TEMPO Interaktif, Jakarta - Menteri Badan Usaha Milik Negara, Mustafa Abubakar, membantah perusahaan plat merah kerap menjadi sapi perah partai politik. Menurutnya, kementerian tidak pernah menawarkan dana politik pada partai. "Saya tidak merasakan itu sekarang dan kami berusaha tidak begitu," ujarnya usai Rapat Kerja BPJS di DPR, Kemarin.

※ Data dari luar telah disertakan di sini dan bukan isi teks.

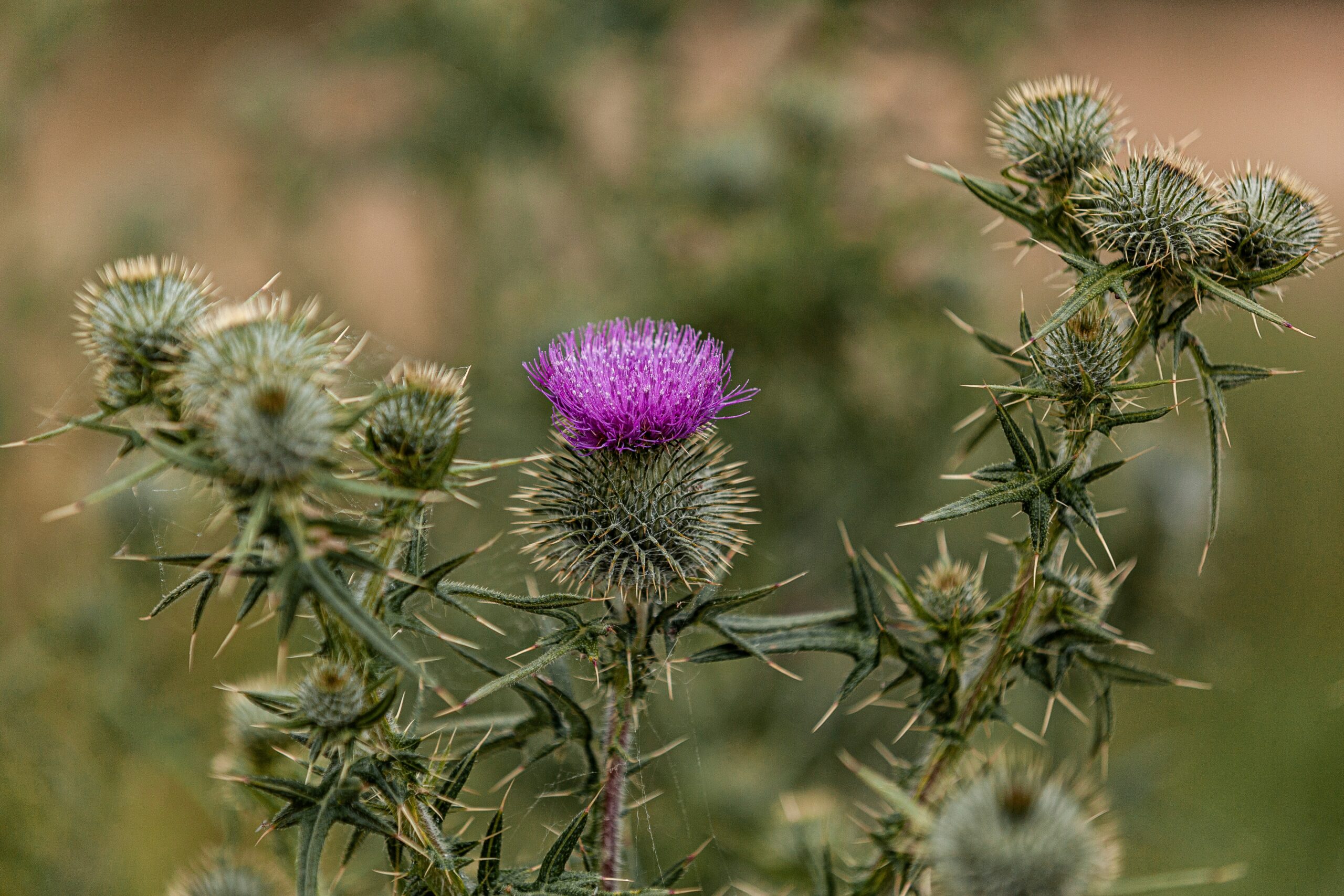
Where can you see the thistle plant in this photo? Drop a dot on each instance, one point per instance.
(637, 513)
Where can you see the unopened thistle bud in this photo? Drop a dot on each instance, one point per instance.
(332, 696)
(1159, 210)
(1084, 355)
(952, 592)
(275, 429)
(136, 320)
(639, 496)
(249, 731)
(1277, 218)
(414, 434)
(225, 876)
(1016, 832)
(258, 338)
(1088, 593)
(1053, 129)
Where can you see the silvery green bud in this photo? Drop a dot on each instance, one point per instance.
(639, 520)
(414, 434)
(275, 429)
(332, 696)
(952, 592)
(1277, 218)
(1015, 832)
(224, 876)
(136, 320)
(1053, 129)
(248, 729)
(260, 338)
(1084, 355)
(1159, 210)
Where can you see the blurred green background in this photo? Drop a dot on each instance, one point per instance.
(467, 178)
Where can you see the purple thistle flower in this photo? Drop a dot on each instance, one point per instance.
(625, 386)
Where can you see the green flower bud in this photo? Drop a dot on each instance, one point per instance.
(275, 429)
(1277, 218)
(414, 434)
(224, 876)
(1014, 832)
(257, 339)
(1053, 129)
(1084, 355)
(636, 520)
(332, 696)
(136, 320)
(1160, 210)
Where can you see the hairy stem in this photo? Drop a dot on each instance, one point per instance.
(618, 738)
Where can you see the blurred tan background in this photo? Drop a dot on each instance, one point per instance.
(466, 179)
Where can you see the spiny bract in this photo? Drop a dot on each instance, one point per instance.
(636, 520)
(136, 320)
(1277, 218)
(273, 429)
(258, 338)
(1084, 355)
(1016, 832)
(1160, 208)
(1053, 129)
(414, 433)
(332, 696)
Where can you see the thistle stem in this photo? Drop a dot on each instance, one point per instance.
(618, 738)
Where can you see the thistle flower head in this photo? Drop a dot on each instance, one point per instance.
(1085, 354)
(332, 696)
(414, 434)
(625, 386)
(1016, 832)
(1277, 218)
(135, 321)
(258, 338)
(1053, 129)
(1159, 210)
(225, 876)
(249, 730)
(636, 520)
(275, 429)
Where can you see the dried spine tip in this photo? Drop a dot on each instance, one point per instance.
(258, 338)
(136, 320)
(275, 429)
(1015, 832)
(224, 876)
(332, 696)
(1277, 218)
(1160, 210)
(1053, 129)
(1084, 355)
(414, 433)
(636, 520)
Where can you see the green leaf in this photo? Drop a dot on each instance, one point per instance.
(561, 851)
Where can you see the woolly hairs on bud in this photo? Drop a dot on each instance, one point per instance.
(1160, 210)
(1015, 832)
(1053, 129)
(636, 520)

Pernyataan Mustafa ini membantah pernyataan mantan Sekretaris Menteri Negara Badan Usaha Milik Negara, Said Didu, sebelumnya bahwa perusahaan negara kerap dijadikan lahan penggalangan dana oleh partai politik.

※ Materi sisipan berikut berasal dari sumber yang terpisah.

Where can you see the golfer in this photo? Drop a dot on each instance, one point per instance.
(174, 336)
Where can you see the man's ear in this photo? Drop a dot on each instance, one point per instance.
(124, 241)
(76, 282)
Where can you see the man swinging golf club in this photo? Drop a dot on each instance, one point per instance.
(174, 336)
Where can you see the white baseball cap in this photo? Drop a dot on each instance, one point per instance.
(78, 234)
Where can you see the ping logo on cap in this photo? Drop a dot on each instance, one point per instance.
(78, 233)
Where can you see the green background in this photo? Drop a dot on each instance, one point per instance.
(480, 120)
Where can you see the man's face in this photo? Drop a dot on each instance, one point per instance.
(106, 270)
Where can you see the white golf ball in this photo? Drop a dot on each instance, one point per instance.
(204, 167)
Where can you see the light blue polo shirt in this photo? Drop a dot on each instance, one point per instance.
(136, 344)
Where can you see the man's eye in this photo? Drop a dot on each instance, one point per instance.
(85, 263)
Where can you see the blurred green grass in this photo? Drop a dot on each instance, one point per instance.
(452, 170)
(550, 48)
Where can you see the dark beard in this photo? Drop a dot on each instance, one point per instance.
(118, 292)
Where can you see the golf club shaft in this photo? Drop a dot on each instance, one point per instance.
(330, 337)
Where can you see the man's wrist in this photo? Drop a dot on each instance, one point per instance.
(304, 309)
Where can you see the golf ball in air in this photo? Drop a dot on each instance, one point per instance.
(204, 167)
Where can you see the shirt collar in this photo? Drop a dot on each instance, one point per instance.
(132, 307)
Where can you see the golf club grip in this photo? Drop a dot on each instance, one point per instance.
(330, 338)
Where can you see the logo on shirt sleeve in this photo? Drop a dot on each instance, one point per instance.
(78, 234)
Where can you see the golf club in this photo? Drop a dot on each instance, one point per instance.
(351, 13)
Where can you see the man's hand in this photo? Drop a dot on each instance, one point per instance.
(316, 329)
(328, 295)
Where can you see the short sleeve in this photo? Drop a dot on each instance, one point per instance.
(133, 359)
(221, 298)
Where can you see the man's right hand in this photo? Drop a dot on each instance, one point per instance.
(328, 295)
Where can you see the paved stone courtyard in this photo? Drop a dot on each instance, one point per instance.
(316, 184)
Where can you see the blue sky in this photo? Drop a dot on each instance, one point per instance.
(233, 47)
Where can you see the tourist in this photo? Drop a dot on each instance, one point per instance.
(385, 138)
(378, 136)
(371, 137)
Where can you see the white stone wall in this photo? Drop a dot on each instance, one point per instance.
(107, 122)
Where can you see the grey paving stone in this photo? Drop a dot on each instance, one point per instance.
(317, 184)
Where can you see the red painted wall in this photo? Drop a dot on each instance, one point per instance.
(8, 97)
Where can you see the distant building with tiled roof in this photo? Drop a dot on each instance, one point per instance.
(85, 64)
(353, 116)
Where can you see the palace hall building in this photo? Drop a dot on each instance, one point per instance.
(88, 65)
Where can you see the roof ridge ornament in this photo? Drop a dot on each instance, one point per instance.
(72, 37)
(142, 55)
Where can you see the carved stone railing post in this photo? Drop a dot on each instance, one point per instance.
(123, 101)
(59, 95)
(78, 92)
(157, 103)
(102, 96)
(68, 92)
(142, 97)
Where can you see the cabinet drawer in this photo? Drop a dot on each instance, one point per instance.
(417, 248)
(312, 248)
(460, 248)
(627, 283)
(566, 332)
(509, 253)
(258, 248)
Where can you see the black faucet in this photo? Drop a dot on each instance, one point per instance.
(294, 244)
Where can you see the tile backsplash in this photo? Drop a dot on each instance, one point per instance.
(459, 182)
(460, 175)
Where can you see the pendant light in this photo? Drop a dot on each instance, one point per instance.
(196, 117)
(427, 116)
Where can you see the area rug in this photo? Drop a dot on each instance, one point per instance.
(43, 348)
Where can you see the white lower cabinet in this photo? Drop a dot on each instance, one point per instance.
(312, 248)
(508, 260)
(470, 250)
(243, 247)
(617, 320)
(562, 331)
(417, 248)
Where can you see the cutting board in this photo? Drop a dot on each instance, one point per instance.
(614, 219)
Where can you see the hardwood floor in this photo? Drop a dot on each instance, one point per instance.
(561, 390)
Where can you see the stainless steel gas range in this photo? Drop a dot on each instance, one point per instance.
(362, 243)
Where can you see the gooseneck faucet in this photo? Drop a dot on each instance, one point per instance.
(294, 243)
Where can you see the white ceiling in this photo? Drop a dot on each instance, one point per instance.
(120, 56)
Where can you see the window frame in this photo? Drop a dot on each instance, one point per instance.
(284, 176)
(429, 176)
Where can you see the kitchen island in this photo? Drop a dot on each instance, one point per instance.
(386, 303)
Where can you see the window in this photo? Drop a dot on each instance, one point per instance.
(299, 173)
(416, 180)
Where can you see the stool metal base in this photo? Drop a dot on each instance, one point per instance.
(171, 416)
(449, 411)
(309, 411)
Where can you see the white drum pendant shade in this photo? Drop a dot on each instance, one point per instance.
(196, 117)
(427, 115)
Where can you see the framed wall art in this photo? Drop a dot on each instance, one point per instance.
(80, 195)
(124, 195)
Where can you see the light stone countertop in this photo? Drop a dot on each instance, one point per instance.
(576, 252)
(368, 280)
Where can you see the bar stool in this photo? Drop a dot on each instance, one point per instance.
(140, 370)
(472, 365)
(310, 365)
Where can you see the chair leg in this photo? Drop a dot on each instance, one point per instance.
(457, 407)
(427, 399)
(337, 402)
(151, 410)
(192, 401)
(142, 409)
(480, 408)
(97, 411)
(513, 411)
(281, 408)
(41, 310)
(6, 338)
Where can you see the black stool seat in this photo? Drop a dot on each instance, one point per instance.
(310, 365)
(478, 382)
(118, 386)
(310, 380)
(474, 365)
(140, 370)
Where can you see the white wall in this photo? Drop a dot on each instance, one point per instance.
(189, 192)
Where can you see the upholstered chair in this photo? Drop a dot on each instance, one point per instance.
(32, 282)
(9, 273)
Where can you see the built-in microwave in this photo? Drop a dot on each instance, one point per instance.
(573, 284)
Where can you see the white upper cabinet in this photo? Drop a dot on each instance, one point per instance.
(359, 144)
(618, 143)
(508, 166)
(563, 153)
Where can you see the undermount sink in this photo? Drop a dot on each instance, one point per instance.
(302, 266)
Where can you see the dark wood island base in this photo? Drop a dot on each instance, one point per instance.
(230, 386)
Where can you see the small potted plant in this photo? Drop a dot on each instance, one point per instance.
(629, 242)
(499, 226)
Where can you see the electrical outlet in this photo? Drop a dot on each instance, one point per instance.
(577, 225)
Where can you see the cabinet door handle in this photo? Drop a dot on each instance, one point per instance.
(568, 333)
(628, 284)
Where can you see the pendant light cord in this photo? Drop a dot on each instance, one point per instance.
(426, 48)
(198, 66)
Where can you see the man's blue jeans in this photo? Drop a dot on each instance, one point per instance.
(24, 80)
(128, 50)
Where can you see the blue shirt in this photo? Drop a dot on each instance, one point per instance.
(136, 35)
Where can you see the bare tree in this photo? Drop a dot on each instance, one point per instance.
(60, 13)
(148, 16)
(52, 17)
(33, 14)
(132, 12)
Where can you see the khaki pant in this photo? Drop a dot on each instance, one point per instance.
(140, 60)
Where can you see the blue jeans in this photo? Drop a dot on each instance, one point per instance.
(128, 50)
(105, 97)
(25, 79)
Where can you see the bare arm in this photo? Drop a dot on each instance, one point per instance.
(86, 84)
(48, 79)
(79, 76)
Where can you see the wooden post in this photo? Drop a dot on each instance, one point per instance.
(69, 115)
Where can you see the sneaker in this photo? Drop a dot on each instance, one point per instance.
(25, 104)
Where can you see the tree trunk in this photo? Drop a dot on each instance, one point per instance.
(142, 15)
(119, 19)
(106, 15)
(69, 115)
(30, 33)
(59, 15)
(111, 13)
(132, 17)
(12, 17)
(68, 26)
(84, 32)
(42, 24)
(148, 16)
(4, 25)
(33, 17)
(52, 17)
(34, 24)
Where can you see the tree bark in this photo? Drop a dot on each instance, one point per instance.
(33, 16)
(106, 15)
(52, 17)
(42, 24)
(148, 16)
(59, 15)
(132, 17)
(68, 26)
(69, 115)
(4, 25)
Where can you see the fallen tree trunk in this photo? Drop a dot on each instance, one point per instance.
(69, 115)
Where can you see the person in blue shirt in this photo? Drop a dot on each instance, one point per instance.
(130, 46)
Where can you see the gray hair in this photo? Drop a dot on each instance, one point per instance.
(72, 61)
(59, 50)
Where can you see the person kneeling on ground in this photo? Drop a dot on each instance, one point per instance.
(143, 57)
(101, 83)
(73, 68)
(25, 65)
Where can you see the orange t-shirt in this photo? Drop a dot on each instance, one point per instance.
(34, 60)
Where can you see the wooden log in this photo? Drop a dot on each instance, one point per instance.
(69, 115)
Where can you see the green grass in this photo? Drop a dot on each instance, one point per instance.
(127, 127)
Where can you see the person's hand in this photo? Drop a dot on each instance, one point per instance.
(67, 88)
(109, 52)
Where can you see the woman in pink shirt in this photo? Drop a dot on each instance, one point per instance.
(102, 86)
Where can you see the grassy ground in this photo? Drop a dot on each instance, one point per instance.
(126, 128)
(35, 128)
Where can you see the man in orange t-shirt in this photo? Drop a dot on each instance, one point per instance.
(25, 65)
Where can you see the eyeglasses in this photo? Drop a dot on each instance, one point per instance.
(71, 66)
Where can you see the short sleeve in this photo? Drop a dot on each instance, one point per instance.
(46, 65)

Proyek-proyek besar di perusahaan negara selalu menjadi incaran partai politik. Terjunnya partai politik dalam proyek BUMN itu menggunakan banyak modus, mulai membantu mengegolkan anggaran untuk proyek BUMN kemudian mendapatkan kickback fee atau ikut bermain langsung dengan membawa perusahaan mereka mengambil proyek tertentu.
Bahkan menurut Said Didu, hampir 80 persen usulan direksi berasal dari partai politik. Partai-partai besar, terutama partai penguasa, bahkan ambil bagian dengan turut mengatur jajaran direksi perusahaan. Lobi awalnya, kata Said, biasanya dengan mengenalkan nama-nama calon anggota.

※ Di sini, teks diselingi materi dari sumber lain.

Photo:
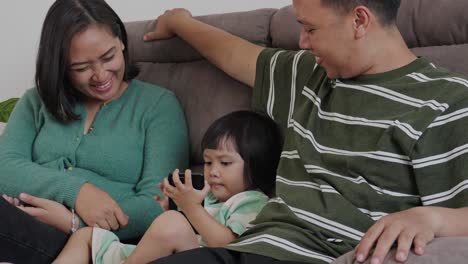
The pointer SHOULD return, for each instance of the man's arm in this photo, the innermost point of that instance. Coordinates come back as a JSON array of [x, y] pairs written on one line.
[[235, 56]]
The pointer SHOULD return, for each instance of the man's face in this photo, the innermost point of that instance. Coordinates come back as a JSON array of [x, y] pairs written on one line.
[[329, 35]]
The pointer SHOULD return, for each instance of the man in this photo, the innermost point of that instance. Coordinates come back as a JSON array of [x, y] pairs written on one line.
[[363, 120]]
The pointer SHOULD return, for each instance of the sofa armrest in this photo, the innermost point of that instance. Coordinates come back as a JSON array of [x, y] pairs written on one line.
[[251, 25]]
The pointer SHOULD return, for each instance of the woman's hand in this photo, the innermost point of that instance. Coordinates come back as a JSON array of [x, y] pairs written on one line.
[[163, 201], [97, 208], [44, 210], [413, 227], [162, 26], [183, 194]]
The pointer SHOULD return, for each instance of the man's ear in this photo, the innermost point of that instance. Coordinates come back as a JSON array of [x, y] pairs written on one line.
[[362, 21]]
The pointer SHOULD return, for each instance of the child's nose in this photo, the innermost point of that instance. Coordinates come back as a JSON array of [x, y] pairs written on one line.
[[214, 172]]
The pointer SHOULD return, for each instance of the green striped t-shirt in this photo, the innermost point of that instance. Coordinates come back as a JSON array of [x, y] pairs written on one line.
[[355, 150]]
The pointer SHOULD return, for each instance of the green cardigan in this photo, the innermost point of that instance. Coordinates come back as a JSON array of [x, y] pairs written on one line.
[[135, 142]]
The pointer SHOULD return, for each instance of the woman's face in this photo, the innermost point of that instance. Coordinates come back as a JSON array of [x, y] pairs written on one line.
[[97, 65]]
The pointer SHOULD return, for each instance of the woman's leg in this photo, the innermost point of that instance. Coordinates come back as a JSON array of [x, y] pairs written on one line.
[[78, 247], [23, 239], [169, 233]]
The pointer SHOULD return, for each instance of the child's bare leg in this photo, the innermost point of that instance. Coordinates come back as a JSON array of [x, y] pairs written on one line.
[[78, 247], [169, 233]]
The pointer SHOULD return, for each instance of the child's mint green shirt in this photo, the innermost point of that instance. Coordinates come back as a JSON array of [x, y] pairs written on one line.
[[236, 214]]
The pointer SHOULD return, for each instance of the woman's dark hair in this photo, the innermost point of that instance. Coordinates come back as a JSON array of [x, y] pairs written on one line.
[[386, 10], [257, 139], [64, 19]]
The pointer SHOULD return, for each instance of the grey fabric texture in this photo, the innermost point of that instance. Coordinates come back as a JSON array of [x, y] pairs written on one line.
[[441, 250], [437, 29]]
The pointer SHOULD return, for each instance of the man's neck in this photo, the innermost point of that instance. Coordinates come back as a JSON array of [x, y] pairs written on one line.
[[390, 52]]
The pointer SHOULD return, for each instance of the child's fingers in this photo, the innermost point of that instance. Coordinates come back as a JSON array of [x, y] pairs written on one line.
[[177, 182], [161, 186], [168, 188], [405, 240], [188, 178]]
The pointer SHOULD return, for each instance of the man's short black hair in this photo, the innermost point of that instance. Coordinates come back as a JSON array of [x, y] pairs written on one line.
[[257, 139], [386, 10]]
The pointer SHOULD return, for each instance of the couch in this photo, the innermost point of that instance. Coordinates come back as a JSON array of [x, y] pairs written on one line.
[[437, 29]]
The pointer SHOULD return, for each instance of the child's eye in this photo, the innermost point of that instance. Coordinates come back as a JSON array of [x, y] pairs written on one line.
[[106, 59], [80, 69]]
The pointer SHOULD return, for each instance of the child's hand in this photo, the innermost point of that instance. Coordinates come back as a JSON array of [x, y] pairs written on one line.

Menurut Abubakar, pengalamannya sejak memimpin Badan Logistik sampai memimpin Kementerian BUMN, belum ada satu pihak menawarkan untuk memberikan dana politik."No. Sampai sekarang yang saya tahu, yang hidup di BUMN tidak melakukan itu atau bargaining untuk mendapatkan APBN."
Menteri mengaku saat ini perusahaan plat merah sangat transparan. Kementerian menerapkan audit dan akuntabel. Kementerian juga melakukan kerja-sama dengan BPK, PPATK, Polri, dan KPK. "Kami tidak mudah melakukan itu. bahkan tidak hanya di atas kertas atau lips service. Percayalah."